Yeah, true, mine ain't a hobby but as to the information I offered, an .stl file is still an .stl file and the more triangles the better the model--up to the printer's executable limit. Yes, it is universally true that anything you make in SW can be output in .stl format but by itself that means nothing. If you're depositing weedwacker string a vertical wall will look like a log cabin no matter what the file resolution is.
 
It's worth mentioning that weedwacker string prints quite well once you get it dialed in ;)It's a nice durable nylon and comes in lots of colors.

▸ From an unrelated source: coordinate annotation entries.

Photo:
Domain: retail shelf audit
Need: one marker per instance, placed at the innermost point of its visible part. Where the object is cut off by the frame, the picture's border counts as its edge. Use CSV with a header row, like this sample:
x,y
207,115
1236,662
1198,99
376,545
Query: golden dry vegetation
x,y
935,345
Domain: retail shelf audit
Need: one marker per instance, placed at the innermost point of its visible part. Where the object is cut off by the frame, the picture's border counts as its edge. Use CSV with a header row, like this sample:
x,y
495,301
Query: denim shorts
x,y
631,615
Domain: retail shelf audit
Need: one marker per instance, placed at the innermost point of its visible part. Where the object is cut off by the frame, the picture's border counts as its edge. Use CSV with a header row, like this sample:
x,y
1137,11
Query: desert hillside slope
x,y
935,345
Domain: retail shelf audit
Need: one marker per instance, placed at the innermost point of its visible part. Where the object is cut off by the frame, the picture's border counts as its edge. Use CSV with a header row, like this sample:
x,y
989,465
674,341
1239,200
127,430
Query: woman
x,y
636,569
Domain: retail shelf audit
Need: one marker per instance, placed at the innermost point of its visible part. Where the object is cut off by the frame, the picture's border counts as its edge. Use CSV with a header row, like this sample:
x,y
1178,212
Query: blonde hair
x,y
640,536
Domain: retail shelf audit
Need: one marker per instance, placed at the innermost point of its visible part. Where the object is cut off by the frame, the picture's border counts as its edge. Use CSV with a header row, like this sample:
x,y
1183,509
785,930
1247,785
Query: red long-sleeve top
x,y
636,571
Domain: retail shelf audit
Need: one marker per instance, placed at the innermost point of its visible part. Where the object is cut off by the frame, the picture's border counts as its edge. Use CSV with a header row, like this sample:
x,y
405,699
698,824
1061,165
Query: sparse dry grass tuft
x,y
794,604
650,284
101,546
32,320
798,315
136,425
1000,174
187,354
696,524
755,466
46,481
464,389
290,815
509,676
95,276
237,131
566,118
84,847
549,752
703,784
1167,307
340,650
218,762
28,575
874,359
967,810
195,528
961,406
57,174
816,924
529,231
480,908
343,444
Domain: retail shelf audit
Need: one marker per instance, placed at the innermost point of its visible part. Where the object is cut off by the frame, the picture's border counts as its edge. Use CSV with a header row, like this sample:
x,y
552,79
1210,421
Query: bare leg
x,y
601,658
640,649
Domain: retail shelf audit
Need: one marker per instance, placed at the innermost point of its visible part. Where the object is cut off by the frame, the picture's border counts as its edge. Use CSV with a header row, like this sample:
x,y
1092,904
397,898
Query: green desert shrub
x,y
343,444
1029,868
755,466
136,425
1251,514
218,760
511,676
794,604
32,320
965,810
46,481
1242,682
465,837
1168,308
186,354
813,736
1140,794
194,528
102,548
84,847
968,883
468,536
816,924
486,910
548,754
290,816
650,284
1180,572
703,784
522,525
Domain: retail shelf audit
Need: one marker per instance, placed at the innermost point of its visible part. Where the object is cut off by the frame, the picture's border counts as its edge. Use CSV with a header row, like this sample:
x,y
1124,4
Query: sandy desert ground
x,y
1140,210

For the most part, the file resolution/polycount isn't a limiting factor on hobby/prosumer printers (I've fed CRAZY files into my slicer with no complaints), it's usually the motion and extrusion accuracy/calibration combined with the settings used in the slicing software and the whole thermodynamic situation that cause the quality problems. Your stratasys pretty much has that covered with a solid motion platform and a meticulously tuned slicer, along with print material of known mechanical properties. It costs far more to purchase and run, but the prints you get are likely many times better than I could ever dream of achieving with my machines. CNC-converted harbor freight mini mill vs a VMC if you will. Or apples and oranges, but fruits are lame.
 
It's worth mentioning that weedwacker string prints quite well once you get it dialed in ;)It's a nice durable nylon and comes in lots of colors.

"Weedwacker string" is just slang for the filament deposition process, I didn't mean it literally, although I suppose you could use it.

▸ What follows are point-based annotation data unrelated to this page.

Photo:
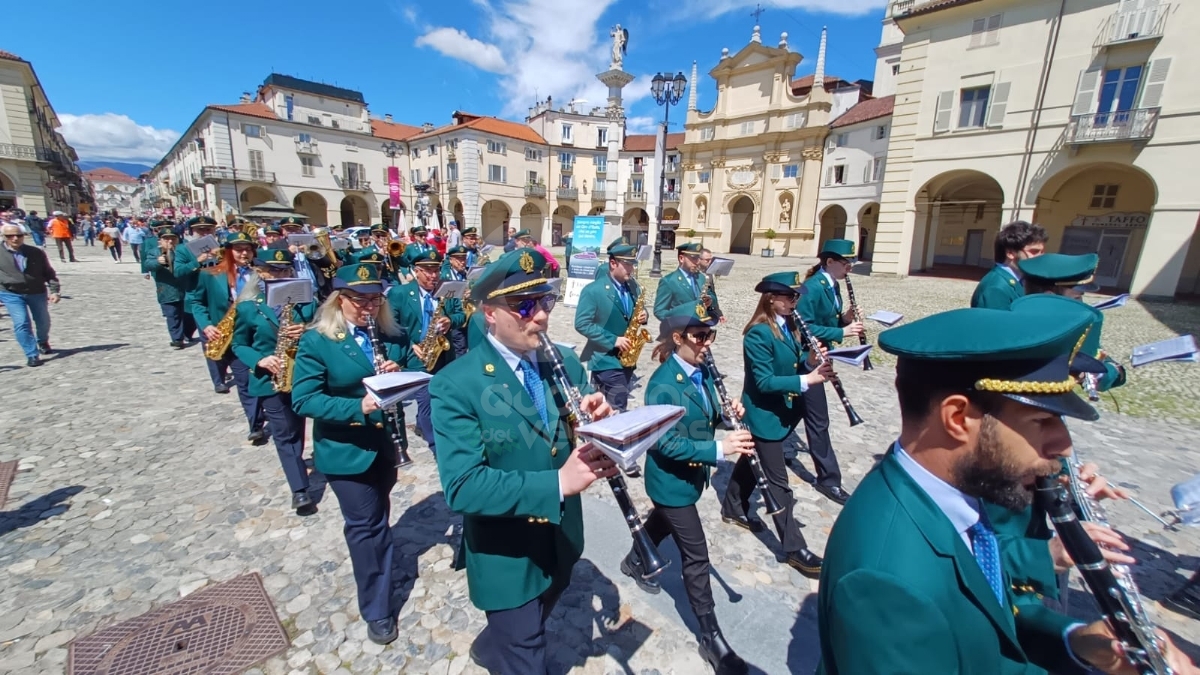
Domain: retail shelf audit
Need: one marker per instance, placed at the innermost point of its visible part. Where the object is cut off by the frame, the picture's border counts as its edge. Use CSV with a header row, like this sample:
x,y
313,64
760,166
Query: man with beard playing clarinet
x,y
679,465
507,464
913,579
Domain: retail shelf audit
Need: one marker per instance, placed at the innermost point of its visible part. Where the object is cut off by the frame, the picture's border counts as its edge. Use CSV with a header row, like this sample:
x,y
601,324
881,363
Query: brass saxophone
x,y
636,334
433,344
285,351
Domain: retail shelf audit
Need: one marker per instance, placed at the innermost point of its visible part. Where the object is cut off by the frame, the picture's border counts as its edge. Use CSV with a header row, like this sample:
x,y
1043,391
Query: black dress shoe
x,y
631,567
744,521
805,562
383,631
717,651
835,493
300,500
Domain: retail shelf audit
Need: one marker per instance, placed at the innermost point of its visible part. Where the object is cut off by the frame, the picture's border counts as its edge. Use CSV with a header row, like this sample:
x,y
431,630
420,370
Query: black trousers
x,y
287,431
365,500
816,431
742,485
180,323
514,643
683,524
615,384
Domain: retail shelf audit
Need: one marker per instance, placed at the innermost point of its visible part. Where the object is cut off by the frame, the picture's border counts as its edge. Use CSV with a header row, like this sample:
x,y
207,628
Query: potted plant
x,y
769,252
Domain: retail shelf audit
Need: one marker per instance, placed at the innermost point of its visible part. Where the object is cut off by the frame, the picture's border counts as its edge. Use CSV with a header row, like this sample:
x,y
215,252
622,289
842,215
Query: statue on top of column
x,y
619,46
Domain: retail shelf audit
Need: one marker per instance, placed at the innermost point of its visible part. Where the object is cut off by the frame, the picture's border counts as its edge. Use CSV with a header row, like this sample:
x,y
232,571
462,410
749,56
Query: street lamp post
x,y
391,149
667,91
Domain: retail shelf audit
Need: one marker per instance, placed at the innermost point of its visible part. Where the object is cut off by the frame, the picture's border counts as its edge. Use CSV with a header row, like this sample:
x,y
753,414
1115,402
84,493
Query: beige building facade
x,y
753,163
1080,115
37,167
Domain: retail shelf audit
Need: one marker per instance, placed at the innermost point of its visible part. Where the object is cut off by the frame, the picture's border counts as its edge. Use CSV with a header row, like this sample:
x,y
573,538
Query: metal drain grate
x,y
220,629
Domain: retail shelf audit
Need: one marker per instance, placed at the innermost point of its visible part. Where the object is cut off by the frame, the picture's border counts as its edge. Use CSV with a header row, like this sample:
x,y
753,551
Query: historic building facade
x,y
751,166
1079,115
37,167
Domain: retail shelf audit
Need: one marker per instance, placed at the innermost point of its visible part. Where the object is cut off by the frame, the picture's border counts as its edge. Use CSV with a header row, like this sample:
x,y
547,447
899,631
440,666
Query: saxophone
x,y
285,351
433,344
636,334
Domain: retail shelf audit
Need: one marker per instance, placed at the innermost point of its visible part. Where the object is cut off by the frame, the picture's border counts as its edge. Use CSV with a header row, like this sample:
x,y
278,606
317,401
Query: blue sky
x,y
127,77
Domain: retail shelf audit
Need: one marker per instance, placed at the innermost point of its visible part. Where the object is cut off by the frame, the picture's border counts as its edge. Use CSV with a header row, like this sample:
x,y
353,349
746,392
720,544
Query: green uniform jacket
x,y
601,318
255,335
168,287
819,306
771,392
499,470
675,290
901,592
679,464
210,298
327,387
406,308
996,290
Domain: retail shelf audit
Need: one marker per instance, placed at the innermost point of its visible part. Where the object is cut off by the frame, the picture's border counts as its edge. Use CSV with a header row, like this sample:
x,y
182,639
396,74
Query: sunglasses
x,y
528,306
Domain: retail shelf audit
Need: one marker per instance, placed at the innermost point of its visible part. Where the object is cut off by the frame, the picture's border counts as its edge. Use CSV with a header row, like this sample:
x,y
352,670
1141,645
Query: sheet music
x,y
288,291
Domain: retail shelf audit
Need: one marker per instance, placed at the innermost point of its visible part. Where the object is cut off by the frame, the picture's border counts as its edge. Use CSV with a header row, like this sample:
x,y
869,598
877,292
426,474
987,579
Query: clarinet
x,y
760,476
815,347
1111,586
858,317
652,562
391,420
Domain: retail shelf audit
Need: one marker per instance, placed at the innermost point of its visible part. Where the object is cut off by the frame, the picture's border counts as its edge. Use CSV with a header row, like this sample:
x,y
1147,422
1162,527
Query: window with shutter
x,y
1156,81
999,103
945,111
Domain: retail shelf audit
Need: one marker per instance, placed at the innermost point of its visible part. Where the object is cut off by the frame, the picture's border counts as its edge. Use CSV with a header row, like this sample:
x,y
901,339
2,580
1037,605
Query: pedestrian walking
x,y
28,285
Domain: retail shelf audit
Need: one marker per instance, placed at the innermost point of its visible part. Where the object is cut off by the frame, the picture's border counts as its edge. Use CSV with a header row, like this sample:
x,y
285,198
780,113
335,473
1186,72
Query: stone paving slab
x,y
137,487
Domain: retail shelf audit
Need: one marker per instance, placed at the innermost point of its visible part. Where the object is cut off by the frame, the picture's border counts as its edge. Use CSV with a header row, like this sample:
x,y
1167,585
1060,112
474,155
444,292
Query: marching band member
x,y
413,308
915,580
157,257
507,465
678,467
605,311
773,354
352,446
255,342
211,299
831,321
1002,285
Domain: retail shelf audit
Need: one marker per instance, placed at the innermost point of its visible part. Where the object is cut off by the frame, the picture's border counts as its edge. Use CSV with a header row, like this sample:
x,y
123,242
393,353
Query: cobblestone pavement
x,y
136,487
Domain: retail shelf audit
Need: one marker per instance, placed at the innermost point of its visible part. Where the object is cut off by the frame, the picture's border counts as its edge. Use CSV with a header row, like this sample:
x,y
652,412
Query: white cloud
x,y
109,136
457,45
712,9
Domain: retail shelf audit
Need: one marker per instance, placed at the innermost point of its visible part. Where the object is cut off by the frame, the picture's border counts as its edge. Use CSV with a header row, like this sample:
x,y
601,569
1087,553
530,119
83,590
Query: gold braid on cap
x,y
1018,387
516,287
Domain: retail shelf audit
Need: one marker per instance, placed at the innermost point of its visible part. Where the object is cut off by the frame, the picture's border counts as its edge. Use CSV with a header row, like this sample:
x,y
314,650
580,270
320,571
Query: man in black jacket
x,y
25,276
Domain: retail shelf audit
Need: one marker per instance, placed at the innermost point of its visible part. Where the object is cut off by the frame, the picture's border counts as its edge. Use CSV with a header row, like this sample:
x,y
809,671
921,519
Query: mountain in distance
x,y
127,168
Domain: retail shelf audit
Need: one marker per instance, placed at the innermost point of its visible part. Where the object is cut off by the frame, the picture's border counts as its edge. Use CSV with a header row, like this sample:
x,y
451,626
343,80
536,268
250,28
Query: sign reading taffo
x,y
1113,220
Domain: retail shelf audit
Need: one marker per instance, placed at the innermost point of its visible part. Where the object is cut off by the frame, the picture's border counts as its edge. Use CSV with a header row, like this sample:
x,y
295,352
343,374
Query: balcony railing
x,y
1105,127
1129,25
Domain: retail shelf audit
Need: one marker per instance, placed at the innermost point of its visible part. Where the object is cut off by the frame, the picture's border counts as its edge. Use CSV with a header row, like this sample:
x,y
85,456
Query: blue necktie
x,y
426,314
987,553
533,387
697,378
364,341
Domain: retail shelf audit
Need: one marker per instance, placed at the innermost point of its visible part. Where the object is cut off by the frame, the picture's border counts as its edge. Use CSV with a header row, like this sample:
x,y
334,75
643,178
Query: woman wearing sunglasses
x,y
352,444
679,465
778,371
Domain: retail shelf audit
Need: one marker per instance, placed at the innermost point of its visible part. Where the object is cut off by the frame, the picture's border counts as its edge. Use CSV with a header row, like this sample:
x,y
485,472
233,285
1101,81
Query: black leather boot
x,y
715,650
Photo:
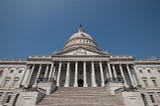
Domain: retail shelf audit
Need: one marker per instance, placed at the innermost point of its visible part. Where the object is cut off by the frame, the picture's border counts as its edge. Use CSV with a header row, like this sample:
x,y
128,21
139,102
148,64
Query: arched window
x,y
144,79
154,81
8,99
15,82
140,71
6,82
144,99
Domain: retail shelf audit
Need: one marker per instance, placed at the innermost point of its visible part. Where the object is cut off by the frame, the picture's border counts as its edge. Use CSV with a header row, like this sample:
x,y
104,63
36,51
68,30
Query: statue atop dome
x,y
80,28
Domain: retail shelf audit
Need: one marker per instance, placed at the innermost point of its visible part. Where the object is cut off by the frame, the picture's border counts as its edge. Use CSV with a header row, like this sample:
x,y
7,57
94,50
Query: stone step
x,y
80,97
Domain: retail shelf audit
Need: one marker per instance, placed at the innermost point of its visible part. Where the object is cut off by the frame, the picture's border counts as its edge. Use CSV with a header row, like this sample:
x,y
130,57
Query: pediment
x,y
81,52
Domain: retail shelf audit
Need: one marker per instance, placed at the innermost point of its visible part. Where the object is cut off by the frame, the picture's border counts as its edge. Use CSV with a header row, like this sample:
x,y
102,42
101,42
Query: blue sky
x,y
41,27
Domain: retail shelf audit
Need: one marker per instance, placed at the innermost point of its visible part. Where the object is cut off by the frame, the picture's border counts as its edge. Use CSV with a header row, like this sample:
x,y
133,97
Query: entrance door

Although I get that this particular forum is inevitably going to be dominated by hobbyists building their own machines and/or proudly claiming dimensional accuracy of freeform fruit bowls and busts of Yoda, PM is at least nominally about industrial applications. An important use of 3D printing is the creation of masters for foundry patterns and coreboxes, which happens to be what I use it for. The reason I got a fine-layer polymer-jet machine is because all my previous masters were output by a Stratasys filament machine and I had to spend weeks working my fingers to the bone filling and sanding. The reason vertical or near-vertical walls have to be free of horizontal discontinuities is simply that they will catch sand and wreck the mold. If the master is to be, per common practice, reproduced in a very tough material like urethane for actual use in making sand molds, and the master is not perfectly slick, then somebody will have to smooth out the urethane working pattern, and will have to do it every time the working pattern is reproduced--either for replacement due to wear, or for multiple patterns on one board. I have no idea what the OP's ultimate plans are, but your comments are a lot like telling somebody who's looking at machine tools that he'll never need anything better than a Grizzly.

Just because you can gas-weld with coat hangers and paint a car with a brush doesn't make those methods commercially viable.
 
Hello

There seems to be two groups on this forum.
Those that want a 3D printer to learn on, and those that have got past that phase and have invested in an expensive and capable industrial grade printer.

At the moment, I am in the 1st group.